Introduction

Hello. I'm Hidetoshi Matsumura from the Quantum Laboratory at Fujitsu Research. At our lab, we're dedicated to exploring the exciting world of quantum computers. These aren't just faster versions of what we have now; they operate on entirely different principles, promising revolutionary computational power with the potential to transform countless industries.

In this article, I'll be diving deeper into our press release from March 24, 2025, titled "Fujitsu and QuTech realize high-precision quantum gates" [1]. The goal is to explain the value and significance of the technology we unveiled. With so many incredible advancements being announced in the quantum computing space lately, I hope you'll come away thinking, "Wow, Fujitsu's diamond spin quantum computer is pretty impressive too!"

What is a Diamond Spin Quantum Computer?

Let's start with the basics. I'll explain the unique characteristics of the diamond spin quantum computer, which we're developing in collaboration with our research partners Delft University of Technology and its quantum technology research institute QuTech[2].

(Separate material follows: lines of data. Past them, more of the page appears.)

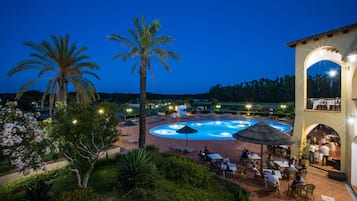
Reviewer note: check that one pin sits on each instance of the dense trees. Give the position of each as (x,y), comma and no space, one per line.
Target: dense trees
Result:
(264,90)
(144,45)
(63,63)
(84,132)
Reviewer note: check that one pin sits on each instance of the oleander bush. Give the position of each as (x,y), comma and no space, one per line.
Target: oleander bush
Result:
(136,169)
(185,171)
(85,194)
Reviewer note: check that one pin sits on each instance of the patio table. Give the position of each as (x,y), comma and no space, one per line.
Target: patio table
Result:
(232,166)
(215,156)
(269,171)
(254,156)
(282,164)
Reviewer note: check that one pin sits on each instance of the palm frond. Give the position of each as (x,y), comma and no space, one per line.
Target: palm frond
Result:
(134,67)
(20,67)
(45,69)
(24,88)
(162,40)
(163,63)
(92,74)
(121,39)
(174,55)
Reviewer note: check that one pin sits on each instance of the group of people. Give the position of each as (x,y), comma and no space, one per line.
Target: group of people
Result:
(321,148)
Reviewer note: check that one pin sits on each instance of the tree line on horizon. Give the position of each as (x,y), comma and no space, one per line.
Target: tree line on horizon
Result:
(282,89)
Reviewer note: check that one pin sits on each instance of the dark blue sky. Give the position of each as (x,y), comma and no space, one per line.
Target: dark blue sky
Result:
(221,42)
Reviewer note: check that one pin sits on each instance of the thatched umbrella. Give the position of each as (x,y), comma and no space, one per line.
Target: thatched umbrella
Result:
(186,130)
(263,134)
(128,123)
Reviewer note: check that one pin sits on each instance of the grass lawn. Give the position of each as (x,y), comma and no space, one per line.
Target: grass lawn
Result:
(104,182)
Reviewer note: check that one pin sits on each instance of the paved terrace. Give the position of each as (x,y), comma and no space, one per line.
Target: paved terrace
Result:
(340,191)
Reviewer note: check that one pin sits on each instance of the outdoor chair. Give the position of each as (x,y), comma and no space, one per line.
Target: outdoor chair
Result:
(297,190)
(289,175)
(309,190)
(303,173)
(272,187)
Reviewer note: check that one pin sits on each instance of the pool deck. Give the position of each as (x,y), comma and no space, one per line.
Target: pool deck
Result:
(232,149)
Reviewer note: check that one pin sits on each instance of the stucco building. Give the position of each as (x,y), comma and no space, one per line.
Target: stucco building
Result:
(314,105)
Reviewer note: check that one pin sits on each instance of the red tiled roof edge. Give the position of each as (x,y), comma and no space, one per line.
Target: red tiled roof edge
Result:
(316,37)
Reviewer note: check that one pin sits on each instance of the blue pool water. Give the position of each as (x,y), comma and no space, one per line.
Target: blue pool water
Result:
(211,129)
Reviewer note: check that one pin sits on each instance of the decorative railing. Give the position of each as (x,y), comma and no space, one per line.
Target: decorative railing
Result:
(326,104)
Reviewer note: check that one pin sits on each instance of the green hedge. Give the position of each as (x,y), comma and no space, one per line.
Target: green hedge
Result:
(183,170)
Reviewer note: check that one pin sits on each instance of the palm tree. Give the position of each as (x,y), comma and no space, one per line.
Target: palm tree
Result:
(145,44)
(64,63)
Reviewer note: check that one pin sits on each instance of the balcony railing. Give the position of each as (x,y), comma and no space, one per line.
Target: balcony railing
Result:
(326,104)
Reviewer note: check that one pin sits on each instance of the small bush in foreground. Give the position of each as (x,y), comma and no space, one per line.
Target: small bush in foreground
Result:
(136,169)
(183,170)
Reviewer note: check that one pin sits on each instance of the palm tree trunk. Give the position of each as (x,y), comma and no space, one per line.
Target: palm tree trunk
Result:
(142,118)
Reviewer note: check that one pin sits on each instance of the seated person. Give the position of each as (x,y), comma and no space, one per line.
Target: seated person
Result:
(270,162)
(245,153)
(298,180)
(203,156)
(293,161)
(225,160)
(206,151)
(273,179)
(289,169)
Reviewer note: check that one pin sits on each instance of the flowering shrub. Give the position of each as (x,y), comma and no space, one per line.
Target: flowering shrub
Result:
(22,140)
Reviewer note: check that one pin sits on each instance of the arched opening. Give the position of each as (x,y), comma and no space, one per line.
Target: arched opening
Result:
(354,162)
(323,74)
(324,146)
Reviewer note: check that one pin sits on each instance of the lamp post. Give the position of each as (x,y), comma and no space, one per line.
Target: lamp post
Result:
(283,107)
(128,111)
(249,106)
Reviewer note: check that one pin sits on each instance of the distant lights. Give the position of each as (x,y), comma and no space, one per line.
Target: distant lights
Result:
(74,121)
(332,73)
(350,120)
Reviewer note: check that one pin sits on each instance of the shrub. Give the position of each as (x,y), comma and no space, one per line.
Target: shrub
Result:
(38,191)
(183,170)
(136,169)
(77,195)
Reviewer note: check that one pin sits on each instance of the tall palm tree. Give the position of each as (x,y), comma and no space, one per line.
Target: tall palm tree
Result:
(64,64)
(145,44)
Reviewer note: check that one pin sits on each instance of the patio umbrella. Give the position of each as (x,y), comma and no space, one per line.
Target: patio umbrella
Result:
(263,134)
(186,130)
(128,123)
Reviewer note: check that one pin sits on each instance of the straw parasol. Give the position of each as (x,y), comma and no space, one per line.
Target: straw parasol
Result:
(128,123)
(186,130)
(263,134)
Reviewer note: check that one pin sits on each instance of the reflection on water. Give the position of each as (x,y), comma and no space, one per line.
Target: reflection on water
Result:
(211,129)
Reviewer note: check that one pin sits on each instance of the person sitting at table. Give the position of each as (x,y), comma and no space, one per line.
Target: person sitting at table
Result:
(225,160)
(203,156)
(288,170)
(274,180)
(206,151)
(270,162)
(293,161)
(244,156)
(298,180)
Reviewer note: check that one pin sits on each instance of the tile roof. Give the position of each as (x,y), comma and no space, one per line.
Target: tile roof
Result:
(328,34)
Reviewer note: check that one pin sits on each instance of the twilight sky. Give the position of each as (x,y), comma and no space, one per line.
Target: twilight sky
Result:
(220,41)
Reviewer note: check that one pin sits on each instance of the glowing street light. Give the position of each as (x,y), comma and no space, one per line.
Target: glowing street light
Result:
(249,106)
(332,73)
(129,110)
(101,111)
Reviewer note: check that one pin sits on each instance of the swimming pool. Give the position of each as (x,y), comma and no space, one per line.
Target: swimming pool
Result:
(211,129)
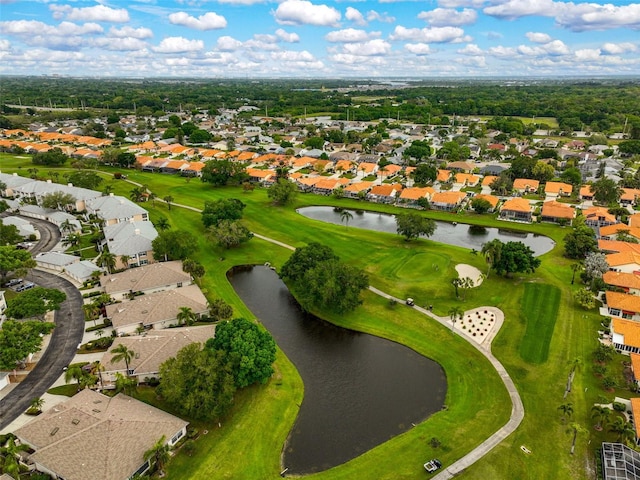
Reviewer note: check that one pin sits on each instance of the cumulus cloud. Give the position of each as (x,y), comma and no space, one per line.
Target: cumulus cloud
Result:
(418,48)
(179,45)
(228,44)
(128,32)
(287,37)
(618,48)
(430,35)
(442,17)
(537,37)
(354,15)
(303,12)
(350,35)
(208,21)
(97,13)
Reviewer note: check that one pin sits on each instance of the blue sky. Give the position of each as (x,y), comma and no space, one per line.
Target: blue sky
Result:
(319,38)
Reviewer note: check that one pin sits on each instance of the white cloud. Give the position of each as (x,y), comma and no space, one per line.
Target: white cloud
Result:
(97,13)
(228,44)
(208,21)
(179,45)
(287,37)
(471,49)
(430,35)
(370,48)
(128,32)
(418,48)
(349,35)
(618,48)
(537,37)
(442,17)
(303,12)
(354,15)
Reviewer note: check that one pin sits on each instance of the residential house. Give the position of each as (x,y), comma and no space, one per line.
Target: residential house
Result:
(152,278)
(95,436)
(151,350)
(557,189)
(132,240)
(516,209)
(525,186)
(156,310)
(447,201)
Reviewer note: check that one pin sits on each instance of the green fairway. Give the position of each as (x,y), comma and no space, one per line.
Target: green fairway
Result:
(540,305)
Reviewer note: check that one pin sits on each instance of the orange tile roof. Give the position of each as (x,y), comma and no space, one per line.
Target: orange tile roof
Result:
(557,210)
(488,180)
(448,198)
(525,183)
(622,280)
(557,187)
(492,199)
(414,193)
(629,329)
(517,205)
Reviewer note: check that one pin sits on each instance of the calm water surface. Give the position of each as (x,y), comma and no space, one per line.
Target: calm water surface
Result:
(461,235)
(360,390)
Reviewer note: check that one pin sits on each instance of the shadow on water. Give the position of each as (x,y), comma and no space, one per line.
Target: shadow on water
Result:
(461,235)
(360,390)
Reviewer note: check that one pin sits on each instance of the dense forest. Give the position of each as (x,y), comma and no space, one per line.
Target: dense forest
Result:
(602,106)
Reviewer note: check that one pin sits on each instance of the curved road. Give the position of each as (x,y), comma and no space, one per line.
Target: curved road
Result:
(64,340)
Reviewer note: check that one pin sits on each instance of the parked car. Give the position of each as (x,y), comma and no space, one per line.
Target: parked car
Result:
(26,286)
(432,465)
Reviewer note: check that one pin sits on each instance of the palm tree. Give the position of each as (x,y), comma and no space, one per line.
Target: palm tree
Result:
(186,316)
(455,313)
(345,216)
(491,252)
(107,260)
(575,428)
(122,353)
(567,410)
(158,454)
(624,430)
(601,413)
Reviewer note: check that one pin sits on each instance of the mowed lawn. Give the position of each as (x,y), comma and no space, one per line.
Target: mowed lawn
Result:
(540,305)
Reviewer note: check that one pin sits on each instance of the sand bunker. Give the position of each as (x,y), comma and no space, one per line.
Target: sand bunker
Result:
(473,273)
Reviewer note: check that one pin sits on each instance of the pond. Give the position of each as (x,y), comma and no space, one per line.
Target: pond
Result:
(461,235)
(359,390)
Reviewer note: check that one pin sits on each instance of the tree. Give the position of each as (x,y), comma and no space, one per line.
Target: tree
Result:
(491,252)
(220,310)
(516,257)
(579,242)
(584,297)
(412,225)
(198,382)
(223,209)
(58,200)
(223,172)
(282,192)
(186,316)
(567,410)
(173,245)
(250,348)
(229,233)
(480,205)
(606,191)
(122,353)
(158,454)
(35,302)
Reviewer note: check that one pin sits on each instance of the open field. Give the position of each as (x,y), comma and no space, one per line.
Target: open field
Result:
(249,442)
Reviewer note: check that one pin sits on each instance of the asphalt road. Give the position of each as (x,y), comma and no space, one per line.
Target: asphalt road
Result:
(64,341)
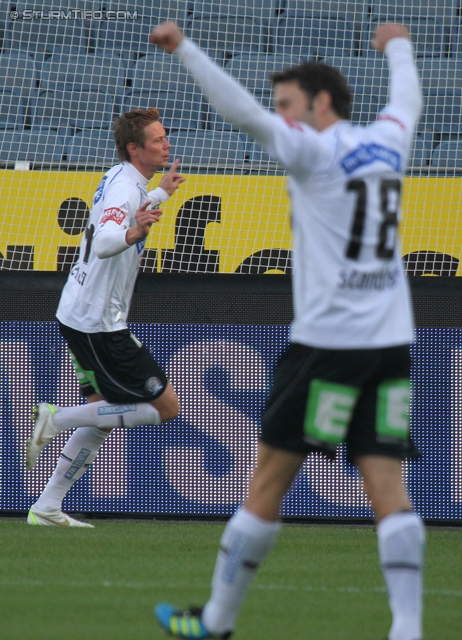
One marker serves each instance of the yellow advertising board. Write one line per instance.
(233, 216)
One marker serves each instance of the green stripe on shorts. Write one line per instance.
(84, 376)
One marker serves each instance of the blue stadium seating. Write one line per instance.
(370, 73)
(441, 113)
(228, 34)
(448, 155)
(354, 10)
(177, 10)
(12, 112)
(394, 10)
(32, 146)
(429, 35)
(127, 38)
(257, 8)
(91, 148)
(75, 110)
(41, 38)
(253, 71)
(176, 112)
(420, 152)
(440, 73)
(365, 107)
(159, 71)
(315, 34)
(18, 72)
(89, 72)
(203, 150)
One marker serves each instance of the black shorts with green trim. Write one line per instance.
(321, 398)
(116, 365)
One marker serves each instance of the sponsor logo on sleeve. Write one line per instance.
(99, 191)
(114, 214)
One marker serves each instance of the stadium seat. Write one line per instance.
(354, 10)
(208, 151)
(421, 152)
(456, 38)
(94, 148)
(30, 146)
(12, 112)
(364, 74)
(448, 155)
(442, 112)
(315, 34)
(161, 72)
(177, 111)
(260, 161)
(42, 38)
(227, 34)
(440, 73)
(176, 10)
(256, 8)
(254, 71)
(18, 72)
(127, 38)
(394, 10)
(72, 109)
(215, 122)
(365, 107)
(429, 36)
(90, 72)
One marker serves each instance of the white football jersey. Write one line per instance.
(349, 285)
(97, 295)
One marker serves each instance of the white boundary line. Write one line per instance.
(454, 593)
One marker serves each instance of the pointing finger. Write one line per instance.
(174, 166)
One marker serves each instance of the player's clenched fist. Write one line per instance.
(144, 219)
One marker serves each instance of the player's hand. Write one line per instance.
(386, 32)
(171, 180)
(145, 218)
(167, 36)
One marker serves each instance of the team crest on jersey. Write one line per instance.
(369, 153)
(114, 214)
(99, 191)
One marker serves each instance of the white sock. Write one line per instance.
(78, 454)
(246, 541)
(104, 415)
(401, 539)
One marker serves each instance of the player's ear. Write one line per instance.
(323, 100)
(132, 149)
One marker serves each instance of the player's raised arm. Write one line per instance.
(231, 100)
(405, 94)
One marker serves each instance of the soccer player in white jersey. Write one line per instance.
(123, 385)
(345, 377)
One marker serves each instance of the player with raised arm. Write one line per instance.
(124, 386)
(346, 374)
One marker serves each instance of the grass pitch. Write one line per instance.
(320, 582)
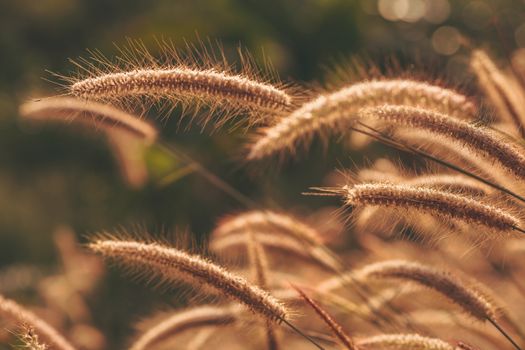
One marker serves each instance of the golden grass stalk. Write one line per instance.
(403, 342)
(448, 182)
(334, 326)
(182, 82)
(259, 263)
(190, 319)
(473, 301)
(332, 112)
(30, 339)
(430, 201)
(172, 265)
(466, 296)
(279, 224)
(479, 140)
(451, 183)
(464, 346)
(14, 312)
(502, 91)
(97, 115)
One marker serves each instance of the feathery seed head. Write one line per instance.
(172, 265)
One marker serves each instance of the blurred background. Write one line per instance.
(54, 177)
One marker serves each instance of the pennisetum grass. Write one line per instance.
(430, 201)
(202, 316)
(335, 327)
(189, 78)
(259, 264)
(332, 112)
(402, 342)
(14, 312)
(478, 140)
(472, 300)
(171, 265)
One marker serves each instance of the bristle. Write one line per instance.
(472, 301)
(172, 266)
(330, 113)
(431, 201)
(403, 342)
(190, 319)
(180, 76)
(479, 140)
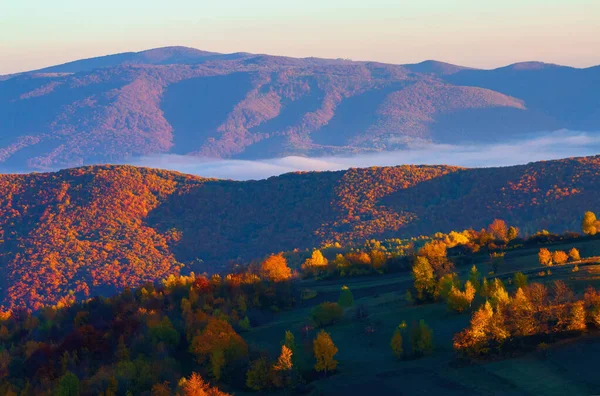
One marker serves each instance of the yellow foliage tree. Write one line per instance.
(574, 255)
(275, 268)
(589, 223)
(315, 261)
(559, 257)
(284, 362)
(545, 257)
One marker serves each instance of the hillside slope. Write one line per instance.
(185, 101)
(95, 230)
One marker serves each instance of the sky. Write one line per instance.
(477, 33)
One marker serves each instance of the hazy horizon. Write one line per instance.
(466, 32)
(520, 151)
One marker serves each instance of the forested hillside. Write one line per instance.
(95, 230)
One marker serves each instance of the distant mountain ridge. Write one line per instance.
(95, 230)
(186, 101)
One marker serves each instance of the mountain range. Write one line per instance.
(186, 101)
(98, 229)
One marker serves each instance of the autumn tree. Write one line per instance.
(513, 233)
(275, 268)
(396, 343)
(346, 298)
(574, 255)
(577, 317)
(315, 262)
(559, 257)
(461, 300)
(290, 342)
(545, 257)
(498, 295)
(284, 362)
(498, 229)
(421, 339)
(196, 386)
(283, 368)
(324, 350)
(589, 223)
(475, 277)
(521, 314)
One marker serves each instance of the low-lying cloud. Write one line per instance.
(556, 145)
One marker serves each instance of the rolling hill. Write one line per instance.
(185, 101)
(95, 230)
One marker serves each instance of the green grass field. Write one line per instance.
(365, 359)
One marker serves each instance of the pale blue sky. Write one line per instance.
(480, 33)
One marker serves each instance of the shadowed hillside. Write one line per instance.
(95, 230)
(185, 101)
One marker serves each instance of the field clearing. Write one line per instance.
(365, 355)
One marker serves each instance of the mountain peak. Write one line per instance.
(435, 67)
(532, 65)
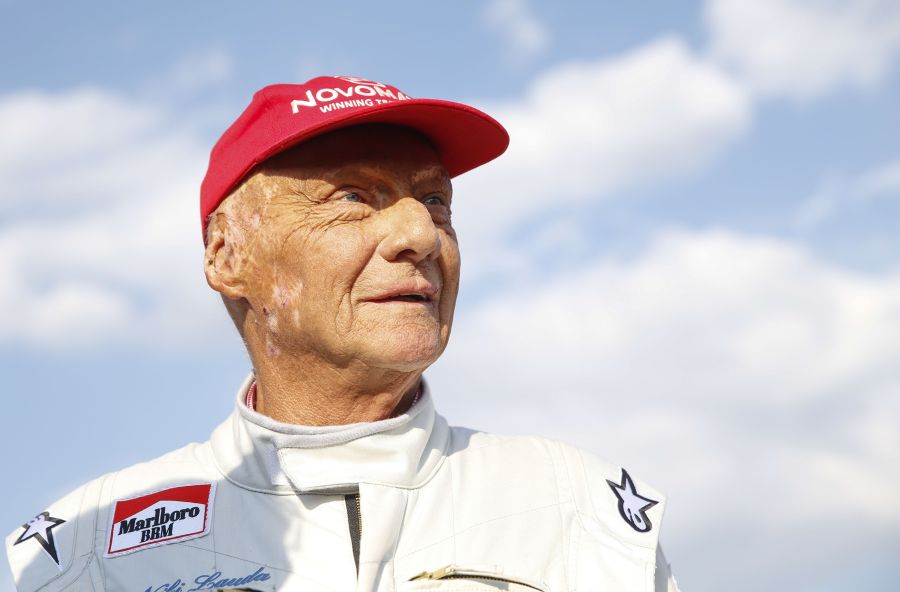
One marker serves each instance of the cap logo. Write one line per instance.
(359, 93)
(166, 516)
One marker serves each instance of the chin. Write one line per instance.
(408, 352)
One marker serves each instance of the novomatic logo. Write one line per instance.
(174, 514)
(357, 92)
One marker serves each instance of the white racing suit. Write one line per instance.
(403, 504)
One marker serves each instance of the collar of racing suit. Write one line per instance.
(258, 453)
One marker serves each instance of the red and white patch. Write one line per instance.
(159, 518)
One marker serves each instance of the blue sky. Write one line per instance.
(688, 262)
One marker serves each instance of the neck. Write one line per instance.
(304, 391)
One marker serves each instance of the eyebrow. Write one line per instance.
(369, 173)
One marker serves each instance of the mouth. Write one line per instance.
(413, 292)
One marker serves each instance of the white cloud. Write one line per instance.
(514, 20)
(805, 48)
(585, 129)
(837, 193)
(753, 382)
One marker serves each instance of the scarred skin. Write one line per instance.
(302, 253)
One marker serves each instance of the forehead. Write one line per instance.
(362, 150)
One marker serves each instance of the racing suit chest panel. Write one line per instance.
(495, 506)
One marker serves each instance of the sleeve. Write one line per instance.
(620, 517)
(665, 581)
(54, 550)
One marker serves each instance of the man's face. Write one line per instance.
(350, 253)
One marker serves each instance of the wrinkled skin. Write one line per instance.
(308, 253)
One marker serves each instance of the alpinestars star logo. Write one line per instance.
(40, 528)
(632, 506)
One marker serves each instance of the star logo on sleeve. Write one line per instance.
(632, 506)
(40, 528)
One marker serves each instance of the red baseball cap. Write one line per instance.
(282, 115)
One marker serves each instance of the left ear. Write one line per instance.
(222, 259)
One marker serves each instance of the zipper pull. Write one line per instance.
(438, 574)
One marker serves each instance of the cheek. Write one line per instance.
(450, 268)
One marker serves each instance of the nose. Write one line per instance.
(409, 233)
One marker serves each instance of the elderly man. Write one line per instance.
(326, 219)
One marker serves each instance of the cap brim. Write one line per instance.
(464, 137)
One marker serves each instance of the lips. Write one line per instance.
(416, 291)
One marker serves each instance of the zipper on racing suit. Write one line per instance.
(451, 572)
(354, 519)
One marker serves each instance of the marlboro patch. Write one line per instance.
(170, 515)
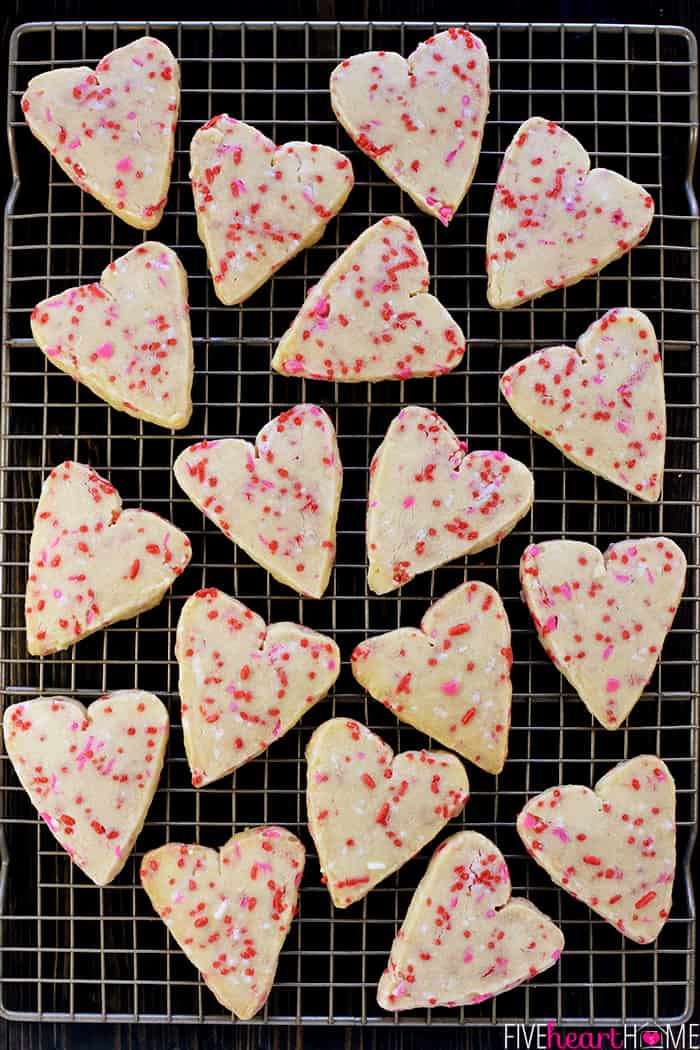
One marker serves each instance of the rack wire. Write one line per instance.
(72, 951)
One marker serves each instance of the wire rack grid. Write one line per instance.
(69, 950)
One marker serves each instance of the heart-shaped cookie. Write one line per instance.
(128, 338)
(242, 684)
(370, 812)
(602, 618)
(90, 773)
(464, 938)
(258, 205)
(613, 847)
(422, 119)
(369, 317)
(277, 499)
(552, 219)
(450, 678)
(230, 909)
(91, 563)
(430, 502)
(112, 129)
(602, 403)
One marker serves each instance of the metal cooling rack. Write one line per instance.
(69, 950)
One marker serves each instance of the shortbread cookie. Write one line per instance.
(90, 773)
(602, 403)
(464, 939)
(602, 618)
(242, 685)
(552, 219)
(421, 119)
(230, 909)
(370, 317)
(277, 499)
(127, 338)
(112, 129)
(91, 563)
(370, 812)
(613, 847)
(257, 204)
(430, 501)
(450, 678)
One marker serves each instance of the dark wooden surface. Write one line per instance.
(37, 1036)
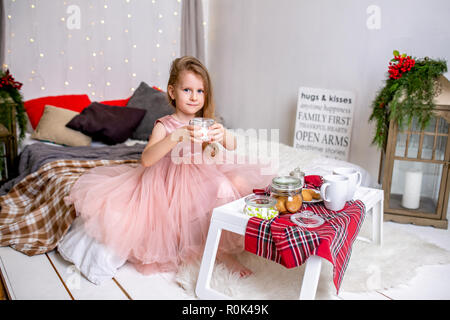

This method leverages spins that reside in structures called "color centers," which are formed when carbon atoms in a diamond crystal are replaced with vacancies and atoms like nitrogen or tin. The spins are electron spins, the nuclear spins of substituted atoms, and the nuclear spins of several ¹³C carbon isotopes around the color center. The press release is about the technology for nitrogen-vacancy center (NV center). You can see a schematic diagram of this in Figure 1. This is the fundamental building block, the unit module, for our quantum computer.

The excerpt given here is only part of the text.